Progresser sur la forme et le fond des contributions nationales comme clé de l’équité Pour rappel, la COP19 à Varsovie, en novembre dernier, a appelé les pays à soumettre leurs « contributions » dans le cadre de l’accord après 2020 d’ici fin mars 2015. Le terme « contribution nationale », apparu dans les dernières heures de la négociations à Varsovie, vient remplacer le terme (plus fort) « engagement ». Il s’agit maintenant de préciser quelles informations ex ante les pays doivent fournir dans le cadre de leur contribution. Cette question est essentielle pour de nombreuses raisons : pour garantir la comparabilité, la transparence et la compréhension des contributions qui seront présentées ; et pour garantir la capacité des gouvernements et de la société civile mondiale à évaluer et comparer ces contributions nationales entre mars et décembre 2015 et si possible, créer une pression suffisante pour que tous les Etats se fixent des objectifs plus ambitieux. Il s’agit aussi de fixer le champ de cette contribution. Pour les pays développés, les contributions concernent uniquement l’atténuation. Pour une partie des pays en développement (PED), les contributions des pays développés doivent autant concerner l’atténuation que les financements qu’ils comptent fournir pour appuyer les PED. Pour certains, c’est le seul moyen de sécuriser et de renforcer la prévisibilité des financements publics après 2020 et ainsi, l’ambition des contributions nationales des pays en développement. Un atelier à Bonn en mars a permis à plusieurs pays de présenter l’état de leurs préparatifs pour leur contribution nationale mais pour l’instant, il manque les indicateurs pour les comparer. Il est attendu que la COP20 à Lima précise les informations ex ante qui formateront les contributions. Mais la discussion pourrait s’envenimer sans résolution de la question du financement dans le cadre de ces contributions. Quelle que soit l’approche retenue, le plus important reste la comparabilité des efforts, et donc, la transparence et l’adoption d’une nomenclature commune à tous les Etats. Pour les ONG, il est impératif d’adopter des nomenclatures type pour présenter les contributions nationales d’ici à mars 2015, afin de faciliter la comparabilité, la transparence et in fine, l’équité. Parmi nos propositions • Les nomenclatures doivent être adaptées et différenciées en fonction des responsabilités
et capacités des Etats. Celle applicable aux PMA devrait cibler en priorité les politiques et mesures et des objectifs de déploiement des énergies renouvelables, et celles des principaux pollueurs des objectifs de réduction d’émissions et de déploiement des solutions absolus
• La nomenclature pour les contributions des pays développés doit inclure des provisions claires en matière d’appui financier aux pays en développement.

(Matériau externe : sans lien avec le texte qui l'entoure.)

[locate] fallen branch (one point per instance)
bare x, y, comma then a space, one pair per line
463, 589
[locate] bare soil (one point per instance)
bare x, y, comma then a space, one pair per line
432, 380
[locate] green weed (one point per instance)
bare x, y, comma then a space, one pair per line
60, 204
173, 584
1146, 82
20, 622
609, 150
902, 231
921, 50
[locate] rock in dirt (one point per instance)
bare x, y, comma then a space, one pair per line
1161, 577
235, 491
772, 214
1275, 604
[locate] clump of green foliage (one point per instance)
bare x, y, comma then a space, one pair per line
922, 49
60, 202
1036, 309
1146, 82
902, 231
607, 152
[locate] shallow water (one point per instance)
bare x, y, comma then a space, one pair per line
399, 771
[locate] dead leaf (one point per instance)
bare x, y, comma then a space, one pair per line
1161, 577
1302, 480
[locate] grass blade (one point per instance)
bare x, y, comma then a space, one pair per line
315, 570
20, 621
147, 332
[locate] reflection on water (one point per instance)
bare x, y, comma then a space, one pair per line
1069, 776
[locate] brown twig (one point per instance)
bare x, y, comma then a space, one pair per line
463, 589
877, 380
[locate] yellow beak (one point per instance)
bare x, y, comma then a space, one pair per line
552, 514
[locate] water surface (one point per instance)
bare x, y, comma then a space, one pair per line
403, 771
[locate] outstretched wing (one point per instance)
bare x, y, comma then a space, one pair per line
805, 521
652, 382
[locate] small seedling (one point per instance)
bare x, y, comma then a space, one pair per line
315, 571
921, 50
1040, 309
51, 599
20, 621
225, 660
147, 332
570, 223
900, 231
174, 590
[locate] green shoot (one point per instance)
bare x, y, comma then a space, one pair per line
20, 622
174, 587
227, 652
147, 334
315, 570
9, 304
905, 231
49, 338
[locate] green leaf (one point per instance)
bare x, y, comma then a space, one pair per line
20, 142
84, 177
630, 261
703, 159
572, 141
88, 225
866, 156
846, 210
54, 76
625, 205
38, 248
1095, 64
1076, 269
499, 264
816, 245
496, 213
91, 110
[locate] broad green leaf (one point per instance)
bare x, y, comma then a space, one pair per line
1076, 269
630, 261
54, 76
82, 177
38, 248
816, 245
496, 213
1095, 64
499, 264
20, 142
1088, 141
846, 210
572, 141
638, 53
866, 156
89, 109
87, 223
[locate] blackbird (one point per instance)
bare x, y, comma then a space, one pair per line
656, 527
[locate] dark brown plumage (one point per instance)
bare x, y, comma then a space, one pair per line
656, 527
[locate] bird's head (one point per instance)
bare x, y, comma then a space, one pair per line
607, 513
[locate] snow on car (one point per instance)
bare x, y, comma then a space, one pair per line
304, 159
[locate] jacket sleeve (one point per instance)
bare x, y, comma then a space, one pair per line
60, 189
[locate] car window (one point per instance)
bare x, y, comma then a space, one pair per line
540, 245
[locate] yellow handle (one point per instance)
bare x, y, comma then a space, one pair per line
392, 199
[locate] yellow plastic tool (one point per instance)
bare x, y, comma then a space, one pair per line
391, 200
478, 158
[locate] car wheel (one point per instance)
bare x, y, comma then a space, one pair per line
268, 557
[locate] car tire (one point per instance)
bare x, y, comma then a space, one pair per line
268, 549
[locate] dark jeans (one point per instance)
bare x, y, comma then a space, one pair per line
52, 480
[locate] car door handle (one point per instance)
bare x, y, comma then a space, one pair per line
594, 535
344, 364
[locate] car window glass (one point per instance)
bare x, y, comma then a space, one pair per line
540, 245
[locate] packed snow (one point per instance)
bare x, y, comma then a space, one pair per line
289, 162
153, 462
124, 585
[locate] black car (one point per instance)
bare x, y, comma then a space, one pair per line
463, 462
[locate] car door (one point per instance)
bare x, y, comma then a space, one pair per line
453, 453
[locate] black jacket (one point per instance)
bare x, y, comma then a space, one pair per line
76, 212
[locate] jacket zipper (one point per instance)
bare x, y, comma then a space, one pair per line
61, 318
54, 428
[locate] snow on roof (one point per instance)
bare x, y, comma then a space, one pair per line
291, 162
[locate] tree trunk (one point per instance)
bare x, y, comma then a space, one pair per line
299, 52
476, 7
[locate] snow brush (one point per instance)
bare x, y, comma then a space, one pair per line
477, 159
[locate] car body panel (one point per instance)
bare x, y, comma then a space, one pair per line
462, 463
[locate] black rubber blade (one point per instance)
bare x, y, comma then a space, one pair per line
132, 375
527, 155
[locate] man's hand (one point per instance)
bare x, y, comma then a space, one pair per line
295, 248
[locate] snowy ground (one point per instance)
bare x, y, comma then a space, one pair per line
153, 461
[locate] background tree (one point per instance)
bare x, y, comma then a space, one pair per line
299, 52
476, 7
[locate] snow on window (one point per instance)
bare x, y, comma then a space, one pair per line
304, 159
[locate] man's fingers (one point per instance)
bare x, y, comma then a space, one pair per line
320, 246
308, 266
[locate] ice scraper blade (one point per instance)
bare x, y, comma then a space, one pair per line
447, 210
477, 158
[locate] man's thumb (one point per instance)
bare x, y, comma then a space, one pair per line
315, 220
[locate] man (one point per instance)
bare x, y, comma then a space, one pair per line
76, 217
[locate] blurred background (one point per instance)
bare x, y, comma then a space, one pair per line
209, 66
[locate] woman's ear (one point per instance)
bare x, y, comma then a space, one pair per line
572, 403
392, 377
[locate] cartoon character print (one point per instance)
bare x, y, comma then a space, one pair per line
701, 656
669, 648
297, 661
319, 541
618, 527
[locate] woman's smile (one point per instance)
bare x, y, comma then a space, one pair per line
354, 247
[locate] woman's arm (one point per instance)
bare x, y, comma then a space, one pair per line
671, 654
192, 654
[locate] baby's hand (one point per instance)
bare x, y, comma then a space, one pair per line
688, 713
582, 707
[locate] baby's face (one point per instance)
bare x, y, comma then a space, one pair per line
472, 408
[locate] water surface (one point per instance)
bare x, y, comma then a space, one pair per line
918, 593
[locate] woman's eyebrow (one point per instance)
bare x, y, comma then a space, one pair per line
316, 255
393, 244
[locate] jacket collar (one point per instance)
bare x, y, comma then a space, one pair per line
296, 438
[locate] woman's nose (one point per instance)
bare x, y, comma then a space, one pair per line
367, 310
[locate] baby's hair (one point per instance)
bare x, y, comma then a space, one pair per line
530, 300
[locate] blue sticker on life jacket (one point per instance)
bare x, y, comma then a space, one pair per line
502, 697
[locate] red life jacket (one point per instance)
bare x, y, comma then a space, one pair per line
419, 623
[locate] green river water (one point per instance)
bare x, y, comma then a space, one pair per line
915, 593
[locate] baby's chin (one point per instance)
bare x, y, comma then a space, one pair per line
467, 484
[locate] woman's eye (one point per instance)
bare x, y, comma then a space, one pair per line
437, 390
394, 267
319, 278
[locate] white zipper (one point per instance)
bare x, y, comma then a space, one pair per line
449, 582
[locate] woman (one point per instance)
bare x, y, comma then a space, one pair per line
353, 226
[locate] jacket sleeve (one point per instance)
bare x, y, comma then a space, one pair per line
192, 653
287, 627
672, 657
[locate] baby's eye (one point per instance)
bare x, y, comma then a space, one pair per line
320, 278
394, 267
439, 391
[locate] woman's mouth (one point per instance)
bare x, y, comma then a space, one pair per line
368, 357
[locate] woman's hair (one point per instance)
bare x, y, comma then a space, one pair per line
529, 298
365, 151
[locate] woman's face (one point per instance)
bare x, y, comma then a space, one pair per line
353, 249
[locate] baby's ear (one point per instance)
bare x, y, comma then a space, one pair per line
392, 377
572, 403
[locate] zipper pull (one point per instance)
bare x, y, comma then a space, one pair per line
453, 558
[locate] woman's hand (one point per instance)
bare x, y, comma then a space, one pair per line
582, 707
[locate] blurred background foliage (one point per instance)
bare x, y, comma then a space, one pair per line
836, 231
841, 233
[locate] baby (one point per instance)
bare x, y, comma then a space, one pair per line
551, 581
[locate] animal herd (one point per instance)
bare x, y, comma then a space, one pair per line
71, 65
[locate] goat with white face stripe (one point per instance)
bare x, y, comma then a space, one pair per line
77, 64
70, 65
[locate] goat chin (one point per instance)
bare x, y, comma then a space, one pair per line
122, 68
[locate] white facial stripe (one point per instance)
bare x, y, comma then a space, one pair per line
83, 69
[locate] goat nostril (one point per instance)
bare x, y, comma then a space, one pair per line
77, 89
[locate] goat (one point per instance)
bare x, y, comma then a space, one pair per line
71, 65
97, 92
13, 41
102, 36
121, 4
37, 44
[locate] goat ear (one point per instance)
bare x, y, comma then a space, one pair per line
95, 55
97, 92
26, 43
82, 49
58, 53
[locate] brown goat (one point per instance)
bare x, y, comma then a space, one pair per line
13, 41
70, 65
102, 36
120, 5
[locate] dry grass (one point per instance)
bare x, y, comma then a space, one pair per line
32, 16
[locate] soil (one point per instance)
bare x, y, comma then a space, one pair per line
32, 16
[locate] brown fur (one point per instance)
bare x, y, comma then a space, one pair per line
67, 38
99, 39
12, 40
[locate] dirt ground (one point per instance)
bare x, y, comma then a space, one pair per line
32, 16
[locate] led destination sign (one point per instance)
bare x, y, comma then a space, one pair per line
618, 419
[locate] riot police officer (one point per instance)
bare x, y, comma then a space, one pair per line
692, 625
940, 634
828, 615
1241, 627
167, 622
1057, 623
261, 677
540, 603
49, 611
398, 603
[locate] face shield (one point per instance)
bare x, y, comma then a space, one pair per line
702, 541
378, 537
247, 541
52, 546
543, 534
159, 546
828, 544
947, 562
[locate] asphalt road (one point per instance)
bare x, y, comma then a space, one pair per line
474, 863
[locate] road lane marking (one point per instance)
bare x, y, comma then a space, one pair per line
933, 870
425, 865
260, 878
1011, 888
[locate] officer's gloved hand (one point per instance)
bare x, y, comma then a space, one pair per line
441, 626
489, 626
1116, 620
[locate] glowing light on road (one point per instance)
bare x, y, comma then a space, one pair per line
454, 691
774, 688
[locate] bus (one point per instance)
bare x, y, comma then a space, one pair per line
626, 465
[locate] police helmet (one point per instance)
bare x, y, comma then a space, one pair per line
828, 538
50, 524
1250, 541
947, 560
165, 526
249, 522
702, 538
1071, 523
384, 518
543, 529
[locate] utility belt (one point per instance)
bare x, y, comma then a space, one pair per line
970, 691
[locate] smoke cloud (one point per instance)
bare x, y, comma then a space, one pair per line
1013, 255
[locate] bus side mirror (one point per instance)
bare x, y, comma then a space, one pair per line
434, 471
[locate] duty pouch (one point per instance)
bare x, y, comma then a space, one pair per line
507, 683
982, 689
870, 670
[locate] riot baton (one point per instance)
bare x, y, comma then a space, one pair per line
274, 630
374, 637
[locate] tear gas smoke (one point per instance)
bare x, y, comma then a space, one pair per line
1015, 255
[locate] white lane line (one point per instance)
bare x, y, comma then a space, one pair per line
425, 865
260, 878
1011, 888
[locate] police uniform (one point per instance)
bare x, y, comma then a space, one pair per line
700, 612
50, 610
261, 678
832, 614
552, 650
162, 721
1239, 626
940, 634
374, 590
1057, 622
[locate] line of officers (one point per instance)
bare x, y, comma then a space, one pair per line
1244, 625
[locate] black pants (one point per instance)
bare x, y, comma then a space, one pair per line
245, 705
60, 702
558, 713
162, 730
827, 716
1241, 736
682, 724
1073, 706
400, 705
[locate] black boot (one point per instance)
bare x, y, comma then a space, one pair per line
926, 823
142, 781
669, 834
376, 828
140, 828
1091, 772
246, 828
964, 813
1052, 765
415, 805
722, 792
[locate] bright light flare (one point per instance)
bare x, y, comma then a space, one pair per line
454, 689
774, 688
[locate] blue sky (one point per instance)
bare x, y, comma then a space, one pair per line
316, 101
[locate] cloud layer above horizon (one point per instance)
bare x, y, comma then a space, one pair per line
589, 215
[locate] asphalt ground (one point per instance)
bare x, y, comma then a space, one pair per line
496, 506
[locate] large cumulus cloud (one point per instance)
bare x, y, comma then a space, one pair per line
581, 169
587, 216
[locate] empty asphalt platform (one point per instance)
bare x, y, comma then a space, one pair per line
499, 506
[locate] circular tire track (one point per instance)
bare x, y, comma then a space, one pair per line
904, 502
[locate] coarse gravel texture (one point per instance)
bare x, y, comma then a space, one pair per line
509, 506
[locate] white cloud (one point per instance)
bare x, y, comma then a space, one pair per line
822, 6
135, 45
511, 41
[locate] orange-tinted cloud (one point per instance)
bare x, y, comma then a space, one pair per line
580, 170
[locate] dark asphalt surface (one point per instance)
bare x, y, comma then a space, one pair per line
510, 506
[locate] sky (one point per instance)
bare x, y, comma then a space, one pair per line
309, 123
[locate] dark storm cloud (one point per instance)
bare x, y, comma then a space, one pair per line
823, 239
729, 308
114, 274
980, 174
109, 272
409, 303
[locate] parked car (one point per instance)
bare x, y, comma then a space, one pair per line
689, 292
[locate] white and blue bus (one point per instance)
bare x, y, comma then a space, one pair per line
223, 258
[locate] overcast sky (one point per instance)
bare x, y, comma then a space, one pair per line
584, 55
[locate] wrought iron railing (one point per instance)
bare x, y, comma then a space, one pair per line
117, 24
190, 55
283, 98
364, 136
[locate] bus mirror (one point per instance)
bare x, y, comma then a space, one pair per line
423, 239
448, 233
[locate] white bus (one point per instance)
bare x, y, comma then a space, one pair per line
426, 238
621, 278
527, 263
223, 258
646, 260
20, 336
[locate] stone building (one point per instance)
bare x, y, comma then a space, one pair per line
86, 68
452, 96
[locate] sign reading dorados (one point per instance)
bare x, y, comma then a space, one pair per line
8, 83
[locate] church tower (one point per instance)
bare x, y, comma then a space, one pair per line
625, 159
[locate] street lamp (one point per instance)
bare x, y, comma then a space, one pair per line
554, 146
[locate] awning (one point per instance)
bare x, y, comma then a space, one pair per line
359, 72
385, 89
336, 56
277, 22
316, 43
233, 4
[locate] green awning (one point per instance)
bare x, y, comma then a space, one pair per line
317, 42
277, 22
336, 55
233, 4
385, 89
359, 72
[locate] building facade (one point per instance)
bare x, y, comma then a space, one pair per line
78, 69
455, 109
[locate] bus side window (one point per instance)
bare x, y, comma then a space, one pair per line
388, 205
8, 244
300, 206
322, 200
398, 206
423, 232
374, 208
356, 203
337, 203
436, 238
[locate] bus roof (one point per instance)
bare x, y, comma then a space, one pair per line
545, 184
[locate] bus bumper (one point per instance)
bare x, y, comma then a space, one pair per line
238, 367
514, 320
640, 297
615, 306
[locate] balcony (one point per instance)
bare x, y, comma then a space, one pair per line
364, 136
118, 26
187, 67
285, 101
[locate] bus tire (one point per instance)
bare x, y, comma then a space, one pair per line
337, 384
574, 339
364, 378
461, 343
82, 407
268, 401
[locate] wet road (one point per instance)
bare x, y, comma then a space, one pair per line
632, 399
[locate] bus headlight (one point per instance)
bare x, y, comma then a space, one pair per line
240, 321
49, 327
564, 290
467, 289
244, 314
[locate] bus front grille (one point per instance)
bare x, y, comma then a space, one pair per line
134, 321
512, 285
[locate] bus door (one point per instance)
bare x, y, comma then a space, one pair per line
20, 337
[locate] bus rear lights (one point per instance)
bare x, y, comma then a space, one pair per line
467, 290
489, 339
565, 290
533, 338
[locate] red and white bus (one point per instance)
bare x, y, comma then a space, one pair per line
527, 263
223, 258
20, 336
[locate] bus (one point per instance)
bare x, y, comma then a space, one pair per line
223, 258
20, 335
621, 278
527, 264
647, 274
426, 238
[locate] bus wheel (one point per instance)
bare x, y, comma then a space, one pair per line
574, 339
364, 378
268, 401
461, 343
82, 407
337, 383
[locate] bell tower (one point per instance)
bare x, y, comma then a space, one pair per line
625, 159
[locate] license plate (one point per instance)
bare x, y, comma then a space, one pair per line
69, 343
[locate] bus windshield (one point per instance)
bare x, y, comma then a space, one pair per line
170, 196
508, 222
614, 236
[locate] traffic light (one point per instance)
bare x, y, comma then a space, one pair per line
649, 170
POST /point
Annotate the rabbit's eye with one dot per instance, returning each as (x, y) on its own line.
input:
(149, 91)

• La nomenclature des pays en développement doit permettre aux pays de préciser les besoins financiers pour aller plus loin.
• Toutes les nomenclatures doivent faire une place aux politiques de cohérence mises en œuvre pour maximiser les efforts de réduction d’émissions (par exemple, en matière de fiscalité).
• Toutes les nomenclatures doivent faire une place, au-‐delà des objectifs et mesures de réduction d’émissions, aux objectifs et mesures de déploiement sectorielle des solutions : comme les énergies renouvelables, l’efficacité énergétique, la gestion des forêts.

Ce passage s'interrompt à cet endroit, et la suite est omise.